А в том далеком городе, откуда приехал Осколов и где на центральном рынке работал фотографом Мезенцев, толстая торговка семечками, сидевшая целыми днями на углу, возле его будки, увидела сон: будто получила письмо долгожданное, в котором старчески пляшущим почерком, коряво, но с завитушками были написаны столь знакомые ей слова: «Целую тебя кирипко-накирипако в твои сладкие, сахарные уста».
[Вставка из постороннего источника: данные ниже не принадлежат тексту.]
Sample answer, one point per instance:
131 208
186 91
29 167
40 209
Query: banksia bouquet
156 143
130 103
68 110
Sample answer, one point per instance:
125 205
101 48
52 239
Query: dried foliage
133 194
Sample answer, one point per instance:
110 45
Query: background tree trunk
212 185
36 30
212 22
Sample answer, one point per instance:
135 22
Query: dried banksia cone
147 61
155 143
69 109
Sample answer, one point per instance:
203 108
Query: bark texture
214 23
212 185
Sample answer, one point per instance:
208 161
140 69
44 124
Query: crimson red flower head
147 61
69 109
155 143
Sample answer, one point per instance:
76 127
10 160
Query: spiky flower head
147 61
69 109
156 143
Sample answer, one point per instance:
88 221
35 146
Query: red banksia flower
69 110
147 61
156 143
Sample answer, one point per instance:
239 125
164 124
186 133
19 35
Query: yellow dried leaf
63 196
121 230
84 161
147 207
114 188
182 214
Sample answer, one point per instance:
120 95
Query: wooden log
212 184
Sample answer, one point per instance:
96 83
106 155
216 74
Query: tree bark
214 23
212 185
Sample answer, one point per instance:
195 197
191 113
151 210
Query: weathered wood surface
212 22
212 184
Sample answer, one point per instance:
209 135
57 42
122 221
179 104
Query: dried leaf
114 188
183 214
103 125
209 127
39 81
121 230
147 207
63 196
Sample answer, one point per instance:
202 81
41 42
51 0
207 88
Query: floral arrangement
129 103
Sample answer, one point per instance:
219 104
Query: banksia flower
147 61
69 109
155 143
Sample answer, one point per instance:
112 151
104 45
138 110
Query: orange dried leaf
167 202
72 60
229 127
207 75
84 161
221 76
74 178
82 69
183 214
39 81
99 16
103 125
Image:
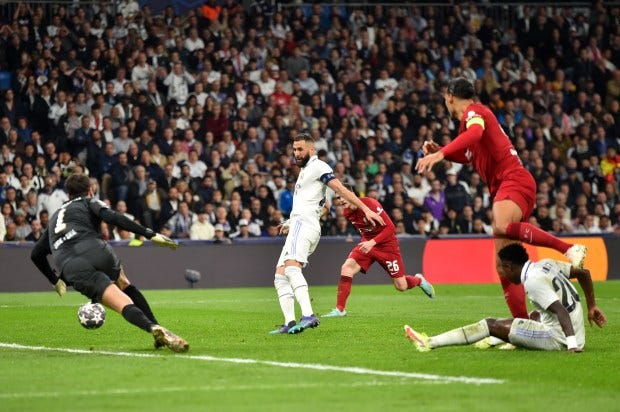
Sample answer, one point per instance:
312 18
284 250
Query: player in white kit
556 324
304 232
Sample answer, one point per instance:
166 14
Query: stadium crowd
184 123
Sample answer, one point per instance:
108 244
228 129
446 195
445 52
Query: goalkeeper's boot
163 337
282 329
304 323
335 313
425 285
576 254
419 339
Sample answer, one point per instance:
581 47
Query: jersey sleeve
96 206
325 172
110 216
474 124
39 257
389 229
564 267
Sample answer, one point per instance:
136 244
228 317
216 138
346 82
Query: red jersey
483 143
380 233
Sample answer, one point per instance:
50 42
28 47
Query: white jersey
309 196
545 282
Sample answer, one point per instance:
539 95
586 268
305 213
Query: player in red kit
482 142
379 244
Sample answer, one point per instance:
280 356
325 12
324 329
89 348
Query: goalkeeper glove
164 241
61 287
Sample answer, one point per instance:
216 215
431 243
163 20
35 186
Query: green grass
227 324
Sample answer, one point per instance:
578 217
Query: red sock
412 281
515 298
344 290
528 233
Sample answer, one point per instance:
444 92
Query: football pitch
362 362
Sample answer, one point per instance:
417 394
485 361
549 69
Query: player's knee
491 322
400 287
346 270
500 229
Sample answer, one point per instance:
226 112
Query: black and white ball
91 315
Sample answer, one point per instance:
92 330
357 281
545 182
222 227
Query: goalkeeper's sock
300 289
461 336
140 301
135 316
286 298
344 290
412 281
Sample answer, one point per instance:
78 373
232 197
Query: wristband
149 233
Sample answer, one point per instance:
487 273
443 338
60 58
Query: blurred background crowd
184 122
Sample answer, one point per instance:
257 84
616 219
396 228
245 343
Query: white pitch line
212 388
313 366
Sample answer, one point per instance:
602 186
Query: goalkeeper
88 263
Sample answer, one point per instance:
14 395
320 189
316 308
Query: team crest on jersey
469 154
470 115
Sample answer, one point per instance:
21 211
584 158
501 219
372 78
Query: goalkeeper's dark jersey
77 221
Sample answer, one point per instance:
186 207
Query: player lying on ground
483 143
379 244
560 325
88 263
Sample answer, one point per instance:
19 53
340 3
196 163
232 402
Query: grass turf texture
233 323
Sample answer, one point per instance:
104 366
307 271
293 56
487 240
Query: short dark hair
304 136
514 253
461 88
77 185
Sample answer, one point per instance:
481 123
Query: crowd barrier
252 263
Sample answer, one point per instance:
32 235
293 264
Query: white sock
286 297
461 336
300 289
495 341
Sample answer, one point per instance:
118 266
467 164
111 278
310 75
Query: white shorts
301 241
531 334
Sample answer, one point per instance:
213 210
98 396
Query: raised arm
110 216
453 151
39 257
350 197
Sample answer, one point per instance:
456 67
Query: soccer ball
91 315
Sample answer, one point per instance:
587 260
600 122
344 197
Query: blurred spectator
435 201
180 224
202 229
124 88
220 235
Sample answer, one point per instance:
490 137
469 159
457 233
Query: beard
302 162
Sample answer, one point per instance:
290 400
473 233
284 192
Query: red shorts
520 187
386 255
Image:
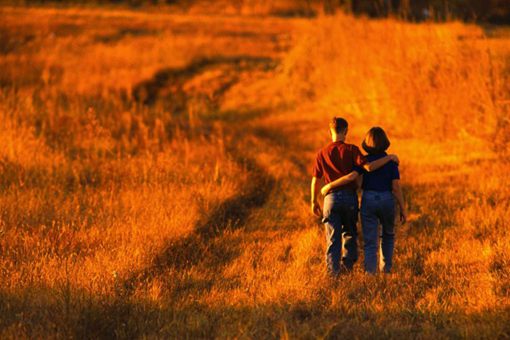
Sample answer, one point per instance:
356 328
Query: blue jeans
378 207
340 215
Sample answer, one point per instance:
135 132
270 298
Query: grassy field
154 174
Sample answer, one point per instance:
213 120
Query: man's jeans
378 207
340 215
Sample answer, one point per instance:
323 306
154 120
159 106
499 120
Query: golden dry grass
154 175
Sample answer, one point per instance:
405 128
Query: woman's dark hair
338 124
375 141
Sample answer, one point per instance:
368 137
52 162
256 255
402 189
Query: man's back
338 159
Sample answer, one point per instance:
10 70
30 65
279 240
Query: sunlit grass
186 215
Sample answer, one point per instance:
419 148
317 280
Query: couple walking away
344 169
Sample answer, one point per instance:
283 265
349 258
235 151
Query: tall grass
188 216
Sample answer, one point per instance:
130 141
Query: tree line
497 11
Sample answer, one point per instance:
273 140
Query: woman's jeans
340 216
378 207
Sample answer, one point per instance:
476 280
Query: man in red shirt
340 213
Наутро Устя пошла в церковь и деловито, без слез, поставила свечку за упокой раба божьего Василия. Подумала и, ругая себя за забывчивость, поставила еще одну — за здоровье Зоечки, о судьбе которой ничего не было известно уже почти полвека и которую она представляла красивой, юной барышней, блистающей на театрах. Когда репродуктор на столбе на базарной площади необычайно тонким голосом пел, что «жили три товарища: река голубоглазая, березонька кудрявая да звонкий соловей», Устя воображала, что это Зоечка поет, и даже говорила об этом своим покупателям, ссыпая им семечки из стакана в оттянутые карманы: дочка, мол, моя, только фамилию себе другую взяла — у артисток завсегда так.
Покупатели думали, что она шутит.
Глава десятая
Когда спорили: меняет ли жизнь людей и к лучшему ли эти перемены, Воля никогда не высказывала своего мнения. Она-то знала про себя, насколько изменилась со времен молодости, а хорошо ли это — не хватало времени разобраться, и умения разбираться не хватало. Она, может быть, втайне даже и презирала теперь ту истеричную девчонку, служившую мотористкой на военном аэродроме. Нервишки были никуда: чуть что — потоки слез, визги. Ну, куда уж девкам на войну! Вот сейчас у нее нервы стальные. Прямо говоря, нет никаких нервов. Полное самообладание в любой ситуации. Мужиками на разведке управлять — не мороженым лакомиться. Народ всякий на полевой сезон в партию нанимается: не только с ленцой бывают, но попадаются иной раз просто плохие ребятишки, с темноватой биографией. Но Кучумову боялись. Она это знала. Она ни разу не заколебалась, когда требовалось кого-то наказать, уволить, лишить премиальных, и ни разу никого не обманула: как скажет, так и будет. Это ценили.
Высокая, сухая, легконогая, она прекрасно переносила и пешие, и верховые переходы, без всякого снисхождения к себе, и ночевки в палатке, и ранние заморозки, и дожди, и влажное пекло с комарами.
Родители ее умерли вскоре после войны. Вдовая тетка в Уфе звала к себе в генеральскую квартиру, Воля не ехала. Успехи по работе, какие она делала, тоже ее не волновали. Честолюбие не было ей присуще. Она любила простые вещи, простую жизнь, без внутренней сложности и самокопаний. «Ты, Волька, вроде и не баба, — говорили иногда подруги, — ничего женственного, ни одной слабости».
Но была в ней, была щемящая струнка — старики Осколовы. В их чистеньком домике с окошками в мелкий переплет она будто опять становилась ребенком. Незримые нити связывали ее здесь с Костей, возвращалась беззащитность… А старики, она видела, уже сами нуждались в ее покровительстве: она, наверное, была для них единственной связью с тем миром, куда так безуспешно пытался вернуться Александр Николаевич.